For Clark County, Georgia, Sheriff Ira Edwards Jr., the danger sanctuary cities pose to communities became overwhelmingly clear during a recent conversation he had with a federal judge.
“You delivered. The National Sheriffs’ Association gives your first year an A-plus for law enforcement issues,” @NationalSheriff says.
“I was very, very surprised when I was in a training [conference] this past week, and there was a federal magistrate judge that told us she had sentenced a person over 25 times, and that person has come back into our country,” Edwards told The Daily Signal.

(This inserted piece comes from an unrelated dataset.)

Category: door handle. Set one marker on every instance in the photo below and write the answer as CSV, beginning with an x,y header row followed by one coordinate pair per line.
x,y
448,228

“My concern is, as a sheriff, if we are going to secure our homeland, it is going to be imperative that we build some type of border to prevent those that would do harm within our community, within our homeland,” Edwards said.
Edwards, a member of the board of directors for the National Sheriffs’ Association, along with other sheriffs from across the country, met Tuesday with President Donald Trump and White House officials to discuss illegal immigration, the opioid addiction crisis, and the transfer of excess military equipment for local law enforcement.
“Sanctuary city” is the term commonly used to describe jurisdictions that refuse to cooperate fully with federal immigration enforcement officials. The Justice Department has sought to penalize those jurisdictions by withholding certain federal law enforcement grants from them.
The sheriffs noted the political decision of a city to defy federal law affects nearby localities.
“When we have the sanctuary cities, that is going to be a breeding ground for those who come back that are undocumented, coming back into our community. That is why I am kind of concerned,” Edwards said in response to a question from The Daily Signal as the sheriffs took queries from a small group of reporters after the meeting with the president.
“What we are saying is, we welcome people to come, but when you commit crime, and you create havoc in our community, we have issues with that, because it becomes not only a national security issue, but it becomes a public safety issue,” he said.
The National Sheriffs’ Association’s position is that sanctuary cities encourage illegal immigration, pose a threat to public safety and national security, and impose a severe financial burden on taxpayers.
It costs about $19 million per day across the country to house and care for between 300,000 and 450,000 convicted criminal immigrants in the country, Edwards said, citing Justice Department and Homeland Security Department numbers. He noted that not all of those are in the country illegally.
In discussing the opioid threat, policymakers should reconsider the national trend toward legalizing marijuana, said Polk County, Fla., Sheriff Grady Judd, president of Major County Sheriffs of America, an association of elected sheriffs of counties with populations of 500,000 or more.
“Every person I’ve ever asked that has a drug-addiction problem, I would ask them intentionally, ‘What was your drug of choice, your first drug of choice, that set you on this path?’” Judd told reporters outside the White House, answering his own question: “Marijuana. Every time, marijuana.”
“So, we are legalizing across this country [in] the different states the drug that starts this addiction process,” Judd continued. “You can listen to all the banter that you want. Listen to all the hyperbole that you want. But the reality of it is that marijuana is the drug that starts it, and fentanyl is the drug that kills you immediately. Methamphetamine and cocaine is the drug that kills you over a period of years.”
During brief remarks ahead of the meeting in the Roosevelt Room of the White House, Trump said his administration supported law enforcement “100 percent” and wanted to listen to law enforcement officials’ suggestions.
“We’re taking the fight to the drug dealers and drug pushers, which, frankly, I think is the No. 1 way we are going to stop drugs,” said Trump, who was flanked by sheriffs at a conference table. “We can form all the blue-ribbon committees in the world. But the way you are going to stop it is through strong law and order when it comes to the drugs and the drug pushers and the drug dealers. That’s the way it is going to stop. It is really the No. 1 way.”
The nation’s sheriffs strongly approve of Trump’s first year in office, said Rockwell County, Texas, Sheriff Harold W. Eavenson, president of the National Sheriffs’ Association.
“We asked for help on immigration and detainer solutions, and ICE is getting the violent criminal out of our country. You delivered,” Eavenson told reporters, referring to Trump. “We asked for assistance on getting excess military equipment for law enforcement. You delivered. We asked for help on asset-forfeiture enforcement. You delivered. The National Sheriffs’ Association gives your first year an A-plus for law enforcement issues.”